Command Line Interface
rdfsolve automatically installs the command rdfsolve. See
rdfsolve --help for usage details.
rdfsolve
RDFSolve - RDF Schema Extraction, Export and Analysis Toolkit.
Pipeline commands (schema mining):
rdfsolve pipeline mine Mine schemas from remote endpoints
rdfsolve pipeline local-mine Mine from a local QLever endpoint
rdfsolve pipeline qleverfile Generate Qleverfiles for QLever
Analysis commands:
rdfsolve export Interconvert schemas between JSON-LD, LinkML, SHACL, CSV, ...
Mapping commands:
rdfsolve instance-match Cross-dataset class matching
rdfsolve semra Import external SeMRA mappings
rdfsolve inference Derive new mappings from existing ones
Usage
rdfsolve [OPTIONS] COMMAND [ARGS]...
Options
- --version
Show the version and exit.
- -v, --verbose
Enable verbose logging
export
Convert RDF schemas between formats.
All subcommands accept a VoID Turtle (.ttl) or rdfsolve JSON-LD (.jsonld) file as INPUT and produce the requested output format.

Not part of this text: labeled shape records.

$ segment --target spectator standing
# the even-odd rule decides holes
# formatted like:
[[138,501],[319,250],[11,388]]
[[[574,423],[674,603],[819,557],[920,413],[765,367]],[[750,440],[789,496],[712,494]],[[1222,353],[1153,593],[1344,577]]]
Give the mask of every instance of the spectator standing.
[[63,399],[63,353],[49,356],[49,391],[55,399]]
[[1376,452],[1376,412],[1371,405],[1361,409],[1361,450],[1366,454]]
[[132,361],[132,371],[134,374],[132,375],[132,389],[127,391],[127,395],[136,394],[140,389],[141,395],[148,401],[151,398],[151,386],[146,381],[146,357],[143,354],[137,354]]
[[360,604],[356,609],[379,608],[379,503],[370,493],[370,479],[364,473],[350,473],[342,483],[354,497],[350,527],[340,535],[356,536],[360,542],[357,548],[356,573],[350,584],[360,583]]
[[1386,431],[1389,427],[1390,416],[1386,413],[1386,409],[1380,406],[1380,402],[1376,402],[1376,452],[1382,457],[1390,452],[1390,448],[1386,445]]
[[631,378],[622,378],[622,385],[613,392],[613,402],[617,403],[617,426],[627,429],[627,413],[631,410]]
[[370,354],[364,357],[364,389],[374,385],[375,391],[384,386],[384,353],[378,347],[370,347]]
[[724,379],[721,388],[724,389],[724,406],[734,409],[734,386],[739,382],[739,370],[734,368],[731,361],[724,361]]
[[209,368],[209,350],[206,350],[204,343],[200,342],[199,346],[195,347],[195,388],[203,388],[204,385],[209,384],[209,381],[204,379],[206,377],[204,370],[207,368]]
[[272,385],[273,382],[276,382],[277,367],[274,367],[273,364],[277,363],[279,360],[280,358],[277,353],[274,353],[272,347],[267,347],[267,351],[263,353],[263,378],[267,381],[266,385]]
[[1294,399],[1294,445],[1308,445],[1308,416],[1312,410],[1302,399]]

The input format is auto-detected from the file extension.
Supported conversions (any-to-any via the internal model):
VoID (.ttl) <-> JSON-LD (.jsonld)
JSON-LD (.jsonld) -> CSV, LinkML, SHACL, RDF-config, VoID
Subcommands:
csv Export schema patterns as a CSV table
jsonld Export schema as JSON-LD
void Export schema as VoID Turtle
linkml Export schema as LinkML YAML
shacl Export schema as SHACL shapes (Turtle)
rdfconfig Export schema as RDF-config YAML files
Examples:
rdfsolve export csv dataset_schema.jsonld
rdfsolve export linkml dataset_void.ttl -o ./out
rdfsolve export shacl dataset_schema.jsonld --closed
rdfsolve export rdfconfig dataset_void.ttl --endpoint-url http://...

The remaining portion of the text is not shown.